By V. Dion Haynes and Theola Labbé
Washington Post Staff Writers
Wednesday, March 12, 2008
The firing of 98 employees from the D.C. school system headquarters will reduce the payroll by about $6 million, according to data released yesterday by officials.
Schools Chancellor Michelle A. Rhee fired the workers Friday, saying the action would improve efficiency in the 49,600-student system and save money that could be invested in classrooms. But because severance pay is still being determined and some workers will be replaced, officials would not say how much money ultimately would be saved.
According to the data released by Rhee's office, 26 people were fired from the extended-day unit and 40 from the Office of Information Technology. The extended-day unit oversees after-school, Saturday and summer-school programs. Firings from the information technology office account for more than 40 percent of its staff. The office, which has been taken over by the city's Office of the Chief Technology Officer, is in charge of school and central office computers and databases.
The remaining 32 firing came from several other departments: Academic Services; Office of the Chief of Staff; Compliance; Contracts and Acquisitions; Human Resources; Communications; Food Services; Special Education; and Office of the Chancellor.
The chancellor's office released the information yesterday after a Washington Post inquiry about the legality of withholding information on the firings. D.C. Council Chairman Vincent C. Gray (D), who had demanded the names of the 98 people fired, received a list by department and without names, according to his spokeswoman.
"Chairman Gray is looking for more detailed information on performance evaluations for each terminated employee, and a letter to Chancellor Rhee will request such when it is sent," said the spokeswoman, Doxie A. McCoy.
A Post request for a more detailed breakdown of employees by department was referred by Rhee's office to Interim Attorney General Peter J. Nickles, who did not provide a response yesterday.

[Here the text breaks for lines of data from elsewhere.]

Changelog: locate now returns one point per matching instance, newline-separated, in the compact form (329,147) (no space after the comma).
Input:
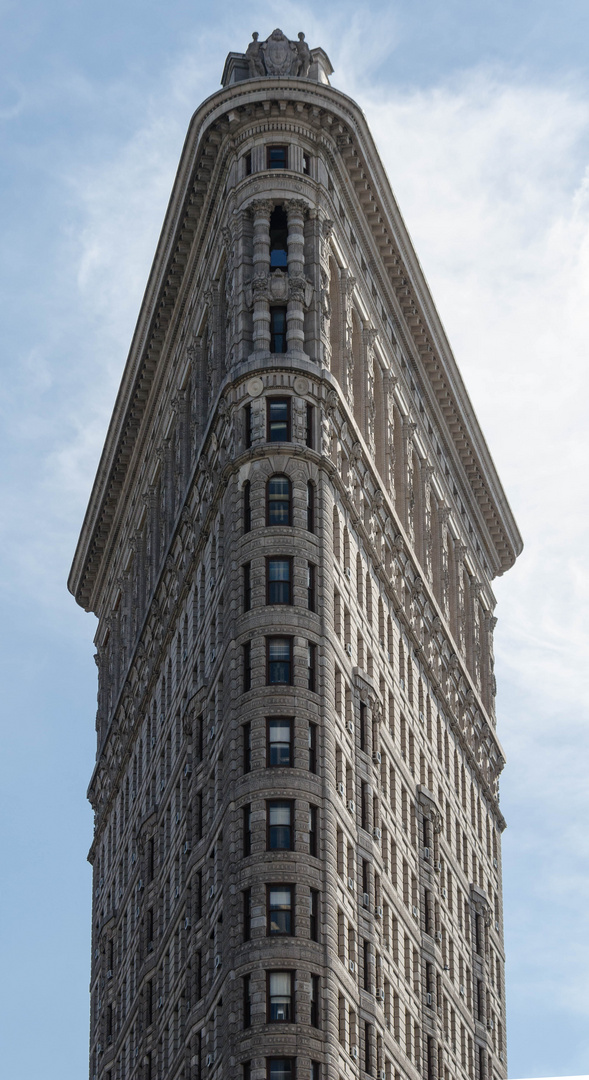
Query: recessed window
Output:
(310,505)
(246,585)
(310,588)
(279,240)
(279,572)
(280,909)
(280,1068)
(277,157)
(312,747)
(313,825)
(280,997)
(278,501)
(280,829)
(248,829)
(278,329)
(279,661)
(311,666)
(246,507)
(280,742)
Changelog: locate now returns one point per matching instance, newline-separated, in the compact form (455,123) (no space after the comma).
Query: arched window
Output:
(278,500)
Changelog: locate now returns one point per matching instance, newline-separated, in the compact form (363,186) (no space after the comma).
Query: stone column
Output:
(262,210)
(295,310)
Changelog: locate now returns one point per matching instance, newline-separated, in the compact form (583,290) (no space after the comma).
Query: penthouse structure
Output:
(290,549)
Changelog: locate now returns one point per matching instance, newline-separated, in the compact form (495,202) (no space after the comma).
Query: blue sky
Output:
(481,113)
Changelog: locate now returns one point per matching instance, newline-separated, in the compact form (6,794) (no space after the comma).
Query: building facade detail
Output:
(290,549)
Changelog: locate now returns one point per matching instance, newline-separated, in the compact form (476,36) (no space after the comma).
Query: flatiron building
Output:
(290,549)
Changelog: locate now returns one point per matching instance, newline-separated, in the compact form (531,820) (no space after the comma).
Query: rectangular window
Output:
(280,997)
(313,915)
(246,586)
(311,666)
(246,666)
(246,831)
(280,1068)
(280,828)
(279,746)
(246,1001)
(279,575)
(279,415)
(310,415)
(310,588)
(310,507)
(277,157)
(315,1010)
(312,747)
(279,664)
(246,729)
(313,820)
(280,917)
(248,426)
(246,914)
(246,508)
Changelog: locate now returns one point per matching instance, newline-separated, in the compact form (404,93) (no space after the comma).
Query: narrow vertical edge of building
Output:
(290,548)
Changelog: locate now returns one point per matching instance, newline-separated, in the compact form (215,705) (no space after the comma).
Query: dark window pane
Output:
(279,826)
(280,909)
(279,661)
(277,157)
(279,742)
(279,501)
(279,581)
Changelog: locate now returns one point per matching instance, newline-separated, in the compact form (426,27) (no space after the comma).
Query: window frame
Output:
(291,974)
(279,637)
(276,400)
(279,558)
(277,146)
(289,523)
(291,888)
(281,719)
(290,804)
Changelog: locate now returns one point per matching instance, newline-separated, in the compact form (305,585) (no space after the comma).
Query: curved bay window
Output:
(280,827)
(280,997)
(278,501)
(279,661)
(279,239)
(280,909)
(279,575)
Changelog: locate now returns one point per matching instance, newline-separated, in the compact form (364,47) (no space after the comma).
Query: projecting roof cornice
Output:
(202,172)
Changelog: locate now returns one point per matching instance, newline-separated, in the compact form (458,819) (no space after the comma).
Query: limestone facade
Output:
(290,548)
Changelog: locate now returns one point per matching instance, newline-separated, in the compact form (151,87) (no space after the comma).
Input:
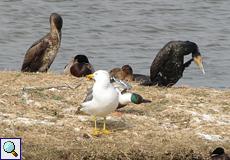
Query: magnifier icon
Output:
(9,147)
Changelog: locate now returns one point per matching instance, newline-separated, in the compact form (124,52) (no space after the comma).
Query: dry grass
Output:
(180,123)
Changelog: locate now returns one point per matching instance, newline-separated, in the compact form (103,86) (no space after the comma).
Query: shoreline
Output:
(180,122)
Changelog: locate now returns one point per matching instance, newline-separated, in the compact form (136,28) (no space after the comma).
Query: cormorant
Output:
(42,53)
(219,154)
(124,73)
(79,67)
(168,66)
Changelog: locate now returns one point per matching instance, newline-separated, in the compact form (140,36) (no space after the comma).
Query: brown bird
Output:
(219,154)
(42,53)
(124,73)
(79,67)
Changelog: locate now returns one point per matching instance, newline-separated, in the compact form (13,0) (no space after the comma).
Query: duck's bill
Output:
(201,67)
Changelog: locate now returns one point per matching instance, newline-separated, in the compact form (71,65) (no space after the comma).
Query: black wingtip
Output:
(146,101)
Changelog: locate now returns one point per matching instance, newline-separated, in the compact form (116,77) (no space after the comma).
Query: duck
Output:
(168,66)
(219,154)
(123,73)
(101,100)
(42,53)
(126,97)
(79,67)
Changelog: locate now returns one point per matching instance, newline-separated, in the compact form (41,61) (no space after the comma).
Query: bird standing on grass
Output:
(102,100)
(219,154)
(42,53)
(79,67)
(124,73)
(168,66)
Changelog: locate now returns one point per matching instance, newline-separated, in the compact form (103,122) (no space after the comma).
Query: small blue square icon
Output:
(10,148)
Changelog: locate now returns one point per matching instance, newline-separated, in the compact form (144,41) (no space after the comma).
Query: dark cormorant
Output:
(219,154)
(168,66)
(42,53)
(79,67)
(124,73)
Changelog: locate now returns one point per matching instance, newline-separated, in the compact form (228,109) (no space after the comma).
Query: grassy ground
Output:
(179,123)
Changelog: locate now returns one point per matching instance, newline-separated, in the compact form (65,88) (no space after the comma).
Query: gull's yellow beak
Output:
(198,60)
(90,76)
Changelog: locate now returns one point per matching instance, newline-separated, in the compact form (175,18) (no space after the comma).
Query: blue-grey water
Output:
(113,33)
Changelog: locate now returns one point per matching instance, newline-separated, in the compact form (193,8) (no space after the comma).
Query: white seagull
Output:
(101,99)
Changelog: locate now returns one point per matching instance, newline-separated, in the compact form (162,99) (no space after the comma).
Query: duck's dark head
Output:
(81,58)
(127,69)
(56,20)
(137,99)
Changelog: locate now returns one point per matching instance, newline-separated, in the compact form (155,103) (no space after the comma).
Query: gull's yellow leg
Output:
(96,132)
(104,130)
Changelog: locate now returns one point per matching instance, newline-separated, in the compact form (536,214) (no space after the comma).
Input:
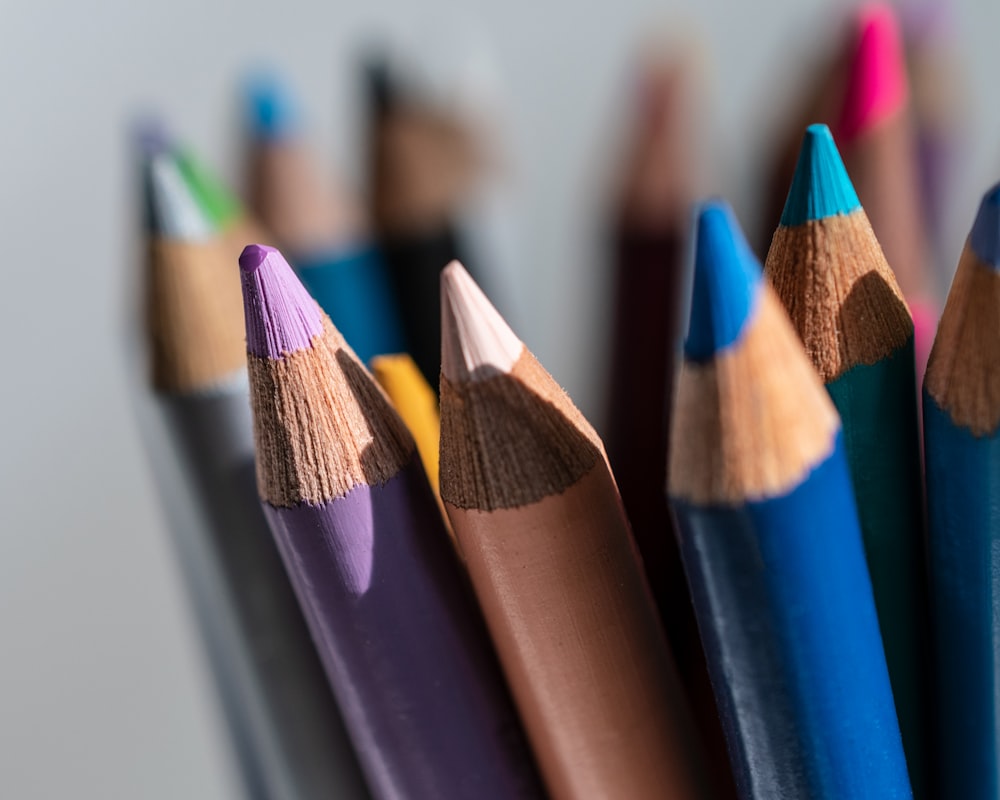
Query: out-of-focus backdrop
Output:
(103,691)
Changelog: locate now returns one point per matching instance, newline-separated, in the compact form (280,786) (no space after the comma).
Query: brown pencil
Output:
(535,508)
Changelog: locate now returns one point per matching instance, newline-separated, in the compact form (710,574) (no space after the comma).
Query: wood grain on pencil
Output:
(533,503)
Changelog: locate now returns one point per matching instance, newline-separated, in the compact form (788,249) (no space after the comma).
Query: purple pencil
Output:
(401,639)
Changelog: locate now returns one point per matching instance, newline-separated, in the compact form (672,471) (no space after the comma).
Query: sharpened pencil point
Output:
(726,279)
(271,110)
(253,256)
(820,187)
(473,334)
(281,316)
(985,237)
(877,85)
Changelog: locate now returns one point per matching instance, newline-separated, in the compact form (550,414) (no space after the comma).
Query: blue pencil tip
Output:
(271,110)
(985,236)
(726,281)
(820,187)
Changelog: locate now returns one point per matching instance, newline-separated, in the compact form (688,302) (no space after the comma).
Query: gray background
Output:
(103,692)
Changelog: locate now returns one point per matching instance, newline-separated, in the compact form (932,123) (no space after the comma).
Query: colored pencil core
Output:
(271,110)
(281,316)
(820,187)
(877,85)
(722,259)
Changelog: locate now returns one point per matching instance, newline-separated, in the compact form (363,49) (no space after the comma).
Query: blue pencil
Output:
(322,231)
(772,546)
(962,449)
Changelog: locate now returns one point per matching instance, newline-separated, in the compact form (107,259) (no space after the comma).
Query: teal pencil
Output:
(772,546)
(962,444)
(829,272)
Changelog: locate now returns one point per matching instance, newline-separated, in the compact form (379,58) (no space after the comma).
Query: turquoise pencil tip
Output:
(820,187)
(271,109)
(726,278)
(985,236)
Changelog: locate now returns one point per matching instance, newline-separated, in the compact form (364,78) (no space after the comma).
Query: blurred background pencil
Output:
(324,231)
(282,715)
(423,164)
(961,420)
(651,273)
(875,132)
(828,270)
(538,518)
(347,499)
(772,546)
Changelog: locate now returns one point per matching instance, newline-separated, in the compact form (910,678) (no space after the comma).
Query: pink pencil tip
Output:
(877,85)
(253,256)
(281,316)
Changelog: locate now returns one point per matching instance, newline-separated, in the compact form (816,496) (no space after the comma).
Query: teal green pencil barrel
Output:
(833,279)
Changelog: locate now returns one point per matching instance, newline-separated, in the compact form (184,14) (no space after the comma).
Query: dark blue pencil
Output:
(772,546)
(962,448)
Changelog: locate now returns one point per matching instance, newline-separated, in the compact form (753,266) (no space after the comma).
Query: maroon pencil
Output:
(401,638)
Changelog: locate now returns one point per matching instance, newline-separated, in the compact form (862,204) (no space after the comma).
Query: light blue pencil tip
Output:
(726,281)
(271,108)
(820,187)
(985,236)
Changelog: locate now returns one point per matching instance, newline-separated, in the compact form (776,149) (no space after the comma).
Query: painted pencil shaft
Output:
(414,261)
(772,545)
(352,286)
(831,276)
(962,450)
(790,634)
(364,543)
(282,711)
(539,521)
(299,739)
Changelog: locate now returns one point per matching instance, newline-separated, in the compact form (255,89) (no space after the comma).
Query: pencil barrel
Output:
(299,741)
(797,599)
(403,646)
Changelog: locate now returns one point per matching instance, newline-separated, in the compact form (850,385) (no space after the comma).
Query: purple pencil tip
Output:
(253,256)
(281,316)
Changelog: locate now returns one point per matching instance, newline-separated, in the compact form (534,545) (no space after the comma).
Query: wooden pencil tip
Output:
(271,108)
(473,334)
(877,85)
(281,316)
(985,236)
(820,187)
(173,211)
(726,281)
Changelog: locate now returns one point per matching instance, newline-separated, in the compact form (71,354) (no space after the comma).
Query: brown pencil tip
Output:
(473,334)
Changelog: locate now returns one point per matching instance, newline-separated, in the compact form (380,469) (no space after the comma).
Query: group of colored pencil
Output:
(433,580)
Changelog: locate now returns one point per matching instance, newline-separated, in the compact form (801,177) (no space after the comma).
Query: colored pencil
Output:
(218,203)
(282,715)
(831,276)
(536,512)
(323,231)
(348,502)
(416,403)
(875,132)
(929,34)
(422,164)
(772,545)
(651,274)
(962,449)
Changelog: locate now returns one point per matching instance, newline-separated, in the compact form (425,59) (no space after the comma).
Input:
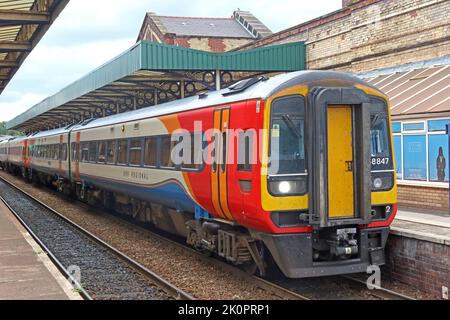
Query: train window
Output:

Council member Harry Thomas Jr. (D-Ward 5) said Rhee should be as forthcoming as possible about the firings, without violating privacy issues. "If you think you've done the right thing, then what's the problem with sharing the information?" Thomas said.
The dismissals from the technology office will save $2.4 million in salaries, according to Rhee's office. More than $1.5 million would be saved in the extended-day unit and about $2 million in the nine other departments.
The system is requesting bids for contractors to manage food services. Work in the other departments would be handled by staff, said Rhee's spokeswoman, Mafara Hobson.
Meanwhile, the chancellor's office also released yesterday the March 6 mayoral order stating that the proposal to close four schools, in addition to 19 previously identified, was final. Benning Elementary and Merritt Middle in Northeast Washington will close in June, and Park View Elementary and Garnet-Patterson Middle in Northwest will close by 2011.
"I don't agree with what Rhee and the mayor did," said Regina Marr, who has a son at Benning Elementary. "I'm going to put him in a charter school. I don't want to have no more parts of D.C. Public Schools."
Data base editor Dan Keating contributed to this report.